Which of your current projects particularly embody your aesthetic universe?
LD: Our residential development in Batignolles in Paris' 7th arrondissement is in perfect harmony with this approach. We have provided innovative architecture conceived by the highly talented Chinese architect Ma Yansong (of the firm MAD), working closely with the equally talented French architect Christian Biecher. This building, called Unic, comprises 85 apartments with balconies and gardens.
Its innovative and imaginative architecture means the apartments boast ceiling heights of 2.8m. In terms of artistic creation, we launched an international competition in partnership with the City of Paris and RATP for the design of the entrance to the new Pont Cardinet metro station within the building itself. The winner was German artist Tobias Rehberger. Hundreds of thousands of metro users will pass through his work every day.
Unic Project in Batignolles designed by MAD Architects.
Morland Mixité Capitale is an equally emblematic project, won as part of the "Reinventing Paris" competition launched by the Paris City Hall. The remit was clear: coming up with a new future for the former Paris prefecture in the 4th arrondissement. Working with architect David Chipperfield, we designed a multiple-use development that will combine shops, social housing, a nursery, offices, a hotel, a youth hostel, a sports centre and a food market, etc. In doing so, it became clear to us that the top two floors of the building should be a unique space accessible to the public and all Parisians. We asked Danish artist Olafur Eliasson to create a spectacular work for this space. I believe that bringing different cultures together is vital. In this instance, it is an excellent way of bringing Europe to life.
Morland Mixité Capitale project. View from Saint-Bernard quay.
Do you believe, like Inès Reinmann*, that the way we "use" property has been revolutionised?
LD: "Reinventing Paris" forms part of this revolution. The City of Paris described this competition as ‘ground-breaking’. A genuine revolution in the way we use buildings is indeed underway. In Batignolles, we had already created shared spaces and fostered a social mix. Housing can be extended or reduced as our requirements change over the course of our lives. We no longer design buildings without considering how the space will be shared. We are also in the early stages of an "intelligent use" trend, inspired by the Nudge method, as regards energy consumption and environmental protection. The occupants are involved in reducing energy consumption thanks to signals intended to encourage ecologically responsible behaviour.
* Read the interview with Inès Reinmann "How digitalisation is shaking up the real estate market"

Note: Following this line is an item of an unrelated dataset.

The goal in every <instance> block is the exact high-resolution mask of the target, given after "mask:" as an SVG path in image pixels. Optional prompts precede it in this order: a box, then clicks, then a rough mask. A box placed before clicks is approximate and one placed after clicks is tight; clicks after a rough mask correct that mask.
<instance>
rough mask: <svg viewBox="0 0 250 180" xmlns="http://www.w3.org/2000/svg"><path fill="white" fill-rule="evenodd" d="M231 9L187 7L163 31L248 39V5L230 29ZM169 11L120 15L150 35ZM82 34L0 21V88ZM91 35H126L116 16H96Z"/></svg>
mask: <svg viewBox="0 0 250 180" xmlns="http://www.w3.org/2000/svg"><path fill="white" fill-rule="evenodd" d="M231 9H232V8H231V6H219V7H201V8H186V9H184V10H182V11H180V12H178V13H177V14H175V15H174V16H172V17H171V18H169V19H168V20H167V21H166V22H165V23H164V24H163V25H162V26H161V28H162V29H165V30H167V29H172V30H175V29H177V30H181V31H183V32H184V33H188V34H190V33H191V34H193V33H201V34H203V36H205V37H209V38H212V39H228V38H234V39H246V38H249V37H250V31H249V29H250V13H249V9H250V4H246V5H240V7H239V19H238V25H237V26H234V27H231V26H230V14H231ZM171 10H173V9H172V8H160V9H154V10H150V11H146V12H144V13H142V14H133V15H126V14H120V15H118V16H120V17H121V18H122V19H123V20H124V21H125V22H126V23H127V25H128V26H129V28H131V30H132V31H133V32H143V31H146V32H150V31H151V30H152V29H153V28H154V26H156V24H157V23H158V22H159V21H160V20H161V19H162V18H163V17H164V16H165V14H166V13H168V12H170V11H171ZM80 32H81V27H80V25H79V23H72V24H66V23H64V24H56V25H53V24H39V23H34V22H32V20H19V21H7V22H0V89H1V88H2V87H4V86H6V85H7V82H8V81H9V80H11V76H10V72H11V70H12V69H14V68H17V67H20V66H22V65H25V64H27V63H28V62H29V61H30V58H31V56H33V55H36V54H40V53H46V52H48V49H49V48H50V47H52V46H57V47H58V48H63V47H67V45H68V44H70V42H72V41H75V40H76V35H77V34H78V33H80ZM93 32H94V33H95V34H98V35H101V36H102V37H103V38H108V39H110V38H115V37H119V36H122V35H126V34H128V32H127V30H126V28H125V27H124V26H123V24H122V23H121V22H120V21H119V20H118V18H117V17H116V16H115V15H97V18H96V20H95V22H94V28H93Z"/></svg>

Focus : The Révélations Emerige Grant, a support for young French artists
Caption of the exhibition “Empiristes”, 2016. Works by Bianca Bondi, Louis-Cyprien Rials and Raphaëlle Péria. Photo: Rebecca Fanuele
Each year, Emerige offers an up-and-coming French artist in the early stages of his/her career (below the age of 35) a solid platform in the art world. The Révélations Emerige Grant will help the artist to put on a first personal exhibition at an internationally renowned gallery in France and will provide support throughout the project, from providing a workshop and support for producing art works through to financing the exhibition itself.